Четверо мужиков бросились на него. От первого Лотар ушел, а потом вдогонку рубанул в копчик. Второго перехватил и воткнул плечом и головой в землю. Третьему зажал локоть и вывихнул, стараясь все-таки не сломать кость. Четвертый затормозил так, что чуть не упал под ноги Желтоголовому, но успел юркнуть в толпу.
Теперь перед ним расступались. Но драться приходилось снова и снова, потому что те, кто еще не понял, в чем дело, хотели попробовать свои силы, или пытались выплеснуть затопившее их безумие, или просто действовали машинально, подчиняясь тому, что висело в это утро в воздухе. Лотар выключал их холодно, почти бескровно, стараясь только контролировать спину, чтобы никто не оказался в закрытом для его зрения пространстве. Это получалось легко, потому что люди из толпы не были воинами, они плохо понимали, что нужно делать, чтобы свалить Лотара, и очень скоро стали его бояться.
Желтоголовый продвигался вперед медленнее, чем хотелось, но все-таки продвигался. Внутренне он приказал себе окаменеть, не переживать из-за разбитых носов, сломанных рук, выбитых зубов… Но за внешним бесчувствием скрывалась печаль. Никогда еще ему не приходилось бить такую инертную, такую слабую массу, никогда еще он не чувствовал такого бессилия от того, что делал… Словно колотил огромную равнодушную подушку, готовую выдержать любой удар и тут же принять прежнюю форму… Впереди что-то происходило.
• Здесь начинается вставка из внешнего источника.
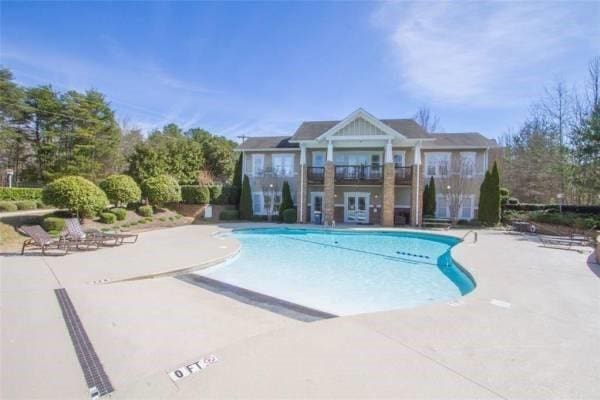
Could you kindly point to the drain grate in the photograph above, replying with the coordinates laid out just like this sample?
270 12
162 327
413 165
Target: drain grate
93 371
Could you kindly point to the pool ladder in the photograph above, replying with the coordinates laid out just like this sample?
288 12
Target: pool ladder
474 236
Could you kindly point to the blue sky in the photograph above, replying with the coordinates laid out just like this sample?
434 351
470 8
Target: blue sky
262 68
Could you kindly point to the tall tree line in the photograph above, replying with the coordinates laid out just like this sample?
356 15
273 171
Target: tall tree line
557 148
45 134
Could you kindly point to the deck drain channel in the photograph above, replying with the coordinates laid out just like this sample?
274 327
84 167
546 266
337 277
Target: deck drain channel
93 371
269 303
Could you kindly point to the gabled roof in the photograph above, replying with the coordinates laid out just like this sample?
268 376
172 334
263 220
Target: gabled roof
267 142
466 139
310 130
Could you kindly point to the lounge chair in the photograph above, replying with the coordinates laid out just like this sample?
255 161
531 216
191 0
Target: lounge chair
119 237
573 239
75 234
39 238
74 230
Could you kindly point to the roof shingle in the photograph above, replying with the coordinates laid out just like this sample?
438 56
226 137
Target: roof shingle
268 142
469 139
310 130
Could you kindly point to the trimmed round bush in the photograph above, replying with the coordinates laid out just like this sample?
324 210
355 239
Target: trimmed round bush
121 213
229 215
215 193
76 194
53 224
108 218
8 206
26 205
145 211
193 194
121 189
161 189
15 194
290 216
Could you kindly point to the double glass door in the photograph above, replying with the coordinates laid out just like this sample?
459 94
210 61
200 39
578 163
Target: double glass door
356 208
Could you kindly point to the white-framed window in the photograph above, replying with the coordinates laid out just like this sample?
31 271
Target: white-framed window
267 202
399 159
467 162
318 159
466 209
436 164
283 164
441 207
258 164
257 203
261 202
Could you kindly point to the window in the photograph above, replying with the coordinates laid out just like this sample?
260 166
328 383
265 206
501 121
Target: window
441 207
466 211
257 203
467 163
436 164
258 164
399 159
375 159
267 202
283 164
318 159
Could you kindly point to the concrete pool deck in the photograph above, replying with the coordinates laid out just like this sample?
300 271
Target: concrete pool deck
531 329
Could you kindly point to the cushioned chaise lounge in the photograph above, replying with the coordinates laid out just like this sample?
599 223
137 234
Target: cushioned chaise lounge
74 229
40 239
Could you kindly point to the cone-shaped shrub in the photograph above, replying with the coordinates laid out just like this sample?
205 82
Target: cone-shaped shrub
286 199
246 200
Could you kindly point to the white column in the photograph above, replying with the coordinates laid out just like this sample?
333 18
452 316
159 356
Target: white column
417 158
302 154
330 151
389 155
302 168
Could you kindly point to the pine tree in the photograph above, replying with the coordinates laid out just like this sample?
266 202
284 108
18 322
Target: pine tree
237 179
426 200
483 210
431 201
286 199
494 191
246 200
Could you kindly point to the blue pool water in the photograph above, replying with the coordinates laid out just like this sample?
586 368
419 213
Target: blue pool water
345 272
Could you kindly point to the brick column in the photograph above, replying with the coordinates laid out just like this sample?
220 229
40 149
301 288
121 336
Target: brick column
328 189
416 196
301 194
387 215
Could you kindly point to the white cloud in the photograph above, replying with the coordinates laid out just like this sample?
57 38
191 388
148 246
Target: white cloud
484 53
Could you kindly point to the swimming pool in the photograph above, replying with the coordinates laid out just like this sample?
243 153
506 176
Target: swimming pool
345 272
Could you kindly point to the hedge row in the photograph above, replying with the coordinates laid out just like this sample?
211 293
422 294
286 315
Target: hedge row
221 195
553 207
20 205
15 194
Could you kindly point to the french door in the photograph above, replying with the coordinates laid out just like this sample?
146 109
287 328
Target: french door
356 207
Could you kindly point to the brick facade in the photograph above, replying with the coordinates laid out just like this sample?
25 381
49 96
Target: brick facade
416 201
388 201
328 193
302 194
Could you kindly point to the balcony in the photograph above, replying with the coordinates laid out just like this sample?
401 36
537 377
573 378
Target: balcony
403 175
359 174
315 175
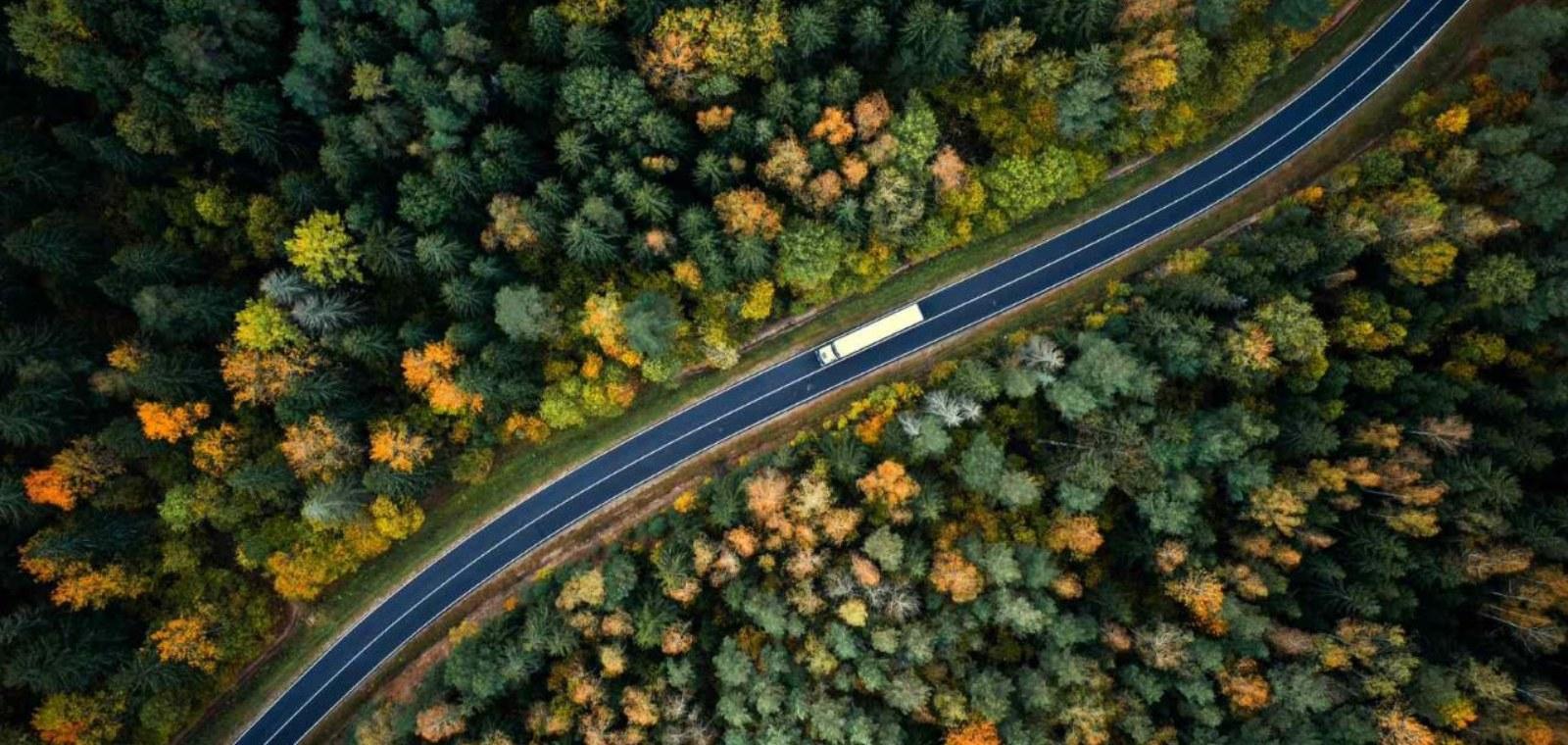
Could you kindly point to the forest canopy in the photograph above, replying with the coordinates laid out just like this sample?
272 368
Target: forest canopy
274 273
1298 485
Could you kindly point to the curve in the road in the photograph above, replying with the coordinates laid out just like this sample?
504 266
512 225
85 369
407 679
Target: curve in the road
794 381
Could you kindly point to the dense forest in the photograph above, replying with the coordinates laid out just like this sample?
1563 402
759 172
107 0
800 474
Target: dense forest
1303 485
270 273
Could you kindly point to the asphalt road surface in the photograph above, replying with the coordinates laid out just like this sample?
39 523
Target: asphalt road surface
794 381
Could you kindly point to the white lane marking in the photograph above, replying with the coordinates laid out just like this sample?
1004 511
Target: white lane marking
906 355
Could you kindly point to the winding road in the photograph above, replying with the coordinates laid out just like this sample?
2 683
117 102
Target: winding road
764 396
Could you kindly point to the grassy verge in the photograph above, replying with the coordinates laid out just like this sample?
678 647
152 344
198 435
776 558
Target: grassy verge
459 512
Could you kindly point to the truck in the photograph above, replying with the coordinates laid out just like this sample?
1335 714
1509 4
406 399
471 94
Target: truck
875 331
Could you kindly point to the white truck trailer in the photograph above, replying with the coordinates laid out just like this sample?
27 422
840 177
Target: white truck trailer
870 333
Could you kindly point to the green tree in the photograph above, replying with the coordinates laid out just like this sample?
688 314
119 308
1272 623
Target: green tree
527 314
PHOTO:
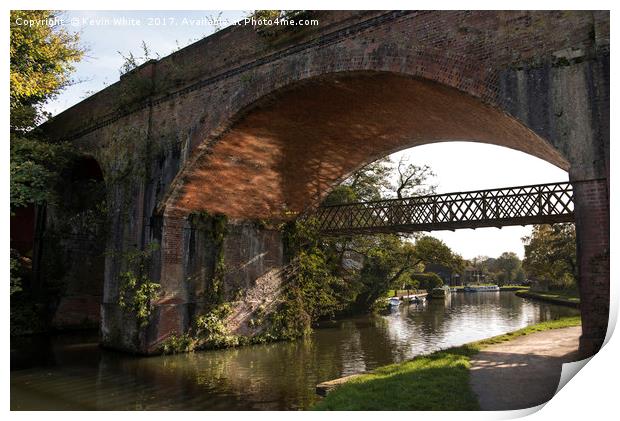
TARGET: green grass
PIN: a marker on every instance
(434, 382)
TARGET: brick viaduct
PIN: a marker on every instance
(261, 127)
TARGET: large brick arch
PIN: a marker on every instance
(282, 154)
(258, 127)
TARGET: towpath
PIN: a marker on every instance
(523, 372)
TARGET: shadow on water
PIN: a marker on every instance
(72, 372)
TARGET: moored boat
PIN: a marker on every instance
(481, 288)
(394, 302)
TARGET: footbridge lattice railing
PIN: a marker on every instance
(523, 205)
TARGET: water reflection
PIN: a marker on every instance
(74, 373)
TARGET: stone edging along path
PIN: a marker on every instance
(523, 372)
(517, 370)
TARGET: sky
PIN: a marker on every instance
(459, 166)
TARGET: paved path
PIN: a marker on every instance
(524, 372)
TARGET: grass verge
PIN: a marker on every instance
(434, 382)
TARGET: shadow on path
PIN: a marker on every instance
(524, 372)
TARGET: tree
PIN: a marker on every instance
(550, 255)
(42, 57)
(412, 179)
(426, 281)
(506, 267)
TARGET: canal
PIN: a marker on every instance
(71, 372)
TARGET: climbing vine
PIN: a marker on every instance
(136, 290)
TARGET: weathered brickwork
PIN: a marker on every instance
(262, 128)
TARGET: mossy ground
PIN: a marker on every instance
(434, 382)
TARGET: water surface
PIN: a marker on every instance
(72, 372)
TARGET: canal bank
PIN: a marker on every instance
(461, 378)
(73, 372)
(558, 298)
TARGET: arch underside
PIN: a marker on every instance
(289, 150)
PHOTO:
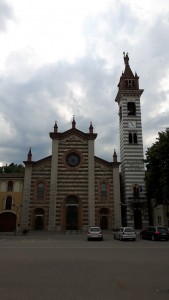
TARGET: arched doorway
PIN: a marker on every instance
(104, 220)
(72, 213)
(7, 221)
(137, 219)
(39, 219)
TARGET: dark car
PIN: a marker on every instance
(94, 233)
(155, 233)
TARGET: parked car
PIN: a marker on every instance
(124, 233)
(94, 233)
(155, 233)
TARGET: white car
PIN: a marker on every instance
(94, 233)
(124, 233)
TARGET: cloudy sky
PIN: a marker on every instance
(64, 58)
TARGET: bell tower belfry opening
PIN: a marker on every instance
(134, 203)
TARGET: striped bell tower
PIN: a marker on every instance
(134, 203)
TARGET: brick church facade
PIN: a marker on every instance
(72, 188)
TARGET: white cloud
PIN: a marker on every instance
(64, 58)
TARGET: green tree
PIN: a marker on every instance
(157, 174)
(12, 168)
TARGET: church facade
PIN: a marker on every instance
(72, 188)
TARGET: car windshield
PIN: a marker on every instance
(129, 229)
(162, 229)
(94, 229)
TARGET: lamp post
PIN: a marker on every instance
(17, 210)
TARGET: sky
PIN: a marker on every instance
(60, 59)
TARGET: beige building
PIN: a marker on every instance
(11, 188)
(72, 188)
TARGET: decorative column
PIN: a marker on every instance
(26, 191)
(116, 191)
(53, 180)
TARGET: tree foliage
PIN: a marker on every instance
(157, 174)
(12, 168)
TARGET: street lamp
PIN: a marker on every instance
(17, 209)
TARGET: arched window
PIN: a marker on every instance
(135, 138)
(131, 107)
(136, 192)
(40, 191)
(8, 202)
(10, 186)
(103, 192)
(130, 138)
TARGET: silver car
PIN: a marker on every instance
(125, 233)
(94, 233)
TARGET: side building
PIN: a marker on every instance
(72, 188)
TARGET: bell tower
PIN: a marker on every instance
(134, 203)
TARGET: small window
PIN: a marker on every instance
(132, 138)
(40, 193)
(131, 107)
(10, 186)
(103, 191)
(135, 138)
(8, 202)
(136, 191)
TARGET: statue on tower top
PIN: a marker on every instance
(126, 58)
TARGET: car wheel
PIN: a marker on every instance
(152, 238)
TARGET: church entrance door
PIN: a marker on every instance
(39, 219)
(104, 213)
(137, 219)
(71, 217)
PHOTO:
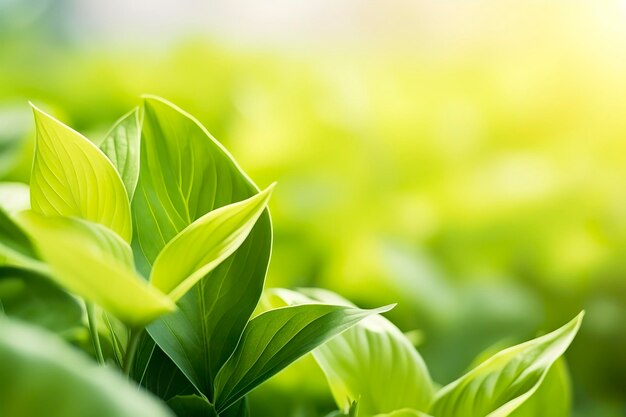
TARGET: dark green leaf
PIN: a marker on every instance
(154, 370)
(191, 406)
(276, 338)
(185, 173)
(373, 362)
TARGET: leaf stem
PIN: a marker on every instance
(131, 349)
(93, 331)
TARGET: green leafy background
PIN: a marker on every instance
(478, 183)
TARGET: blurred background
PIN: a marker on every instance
(464, 158)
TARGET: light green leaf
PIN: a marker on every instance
(553, 398)
(45, 377)
(276, 338)
(185, 173)
(405, 412)
(153, 370)
(500, 385)
(121, 145)
(72, 177)
(96, 264)
(205, 244)
(191, 406)
(14, 197)
(31, 297)
(14, 243)
(373, 362)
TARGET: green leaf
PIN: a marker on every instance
(14, 197)
(121, 146)
(191, 406)
(185, 173)
(205, 244)
(276, 338)
(96, 264)
(31, 297)
(405, 412)
(72, 177)
(373, 362)
(14, 243)
(45, 377)
(153, 370)
(553, 398)
(504, 382)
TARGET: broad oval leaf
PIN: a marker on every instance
(185, 173)
(45, 377)
(72, 177)
(191, 406)
(121, 146)
(373, 362)
(205, 244)
(405, 412)
(501, 384)
(153, 370)
(276, 338)
(96, 264)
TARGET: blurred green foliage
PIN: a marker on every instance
(482, 192)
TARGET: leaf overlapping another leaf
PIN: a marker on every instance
(72, 177)
(185, 174)
(90, 260)
(501, 384)
(274, 339)
(42, 376)
(373, 362)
Лотар понял это по крикам, в которых прорвалась наружу истерика. Послышались тугие, тяжелые удары — так тупое оружие входит в не защищенное панцирем тело. Ударов было много… Лотар взвинтил темп до предела. Он бил, уходил от ответных ударов, снова бил, уже не очень заботясь, сколько будет лечиться после драки с ним очередной дуралей… Тяжелее всего было с женщинами, но их Лотар наловчился вталкивать в толпу, и оттуда их уже не выпускали. Все-таки это были не базарные торговки, привыкшие к потасовкам, а матери, почтенные матроны…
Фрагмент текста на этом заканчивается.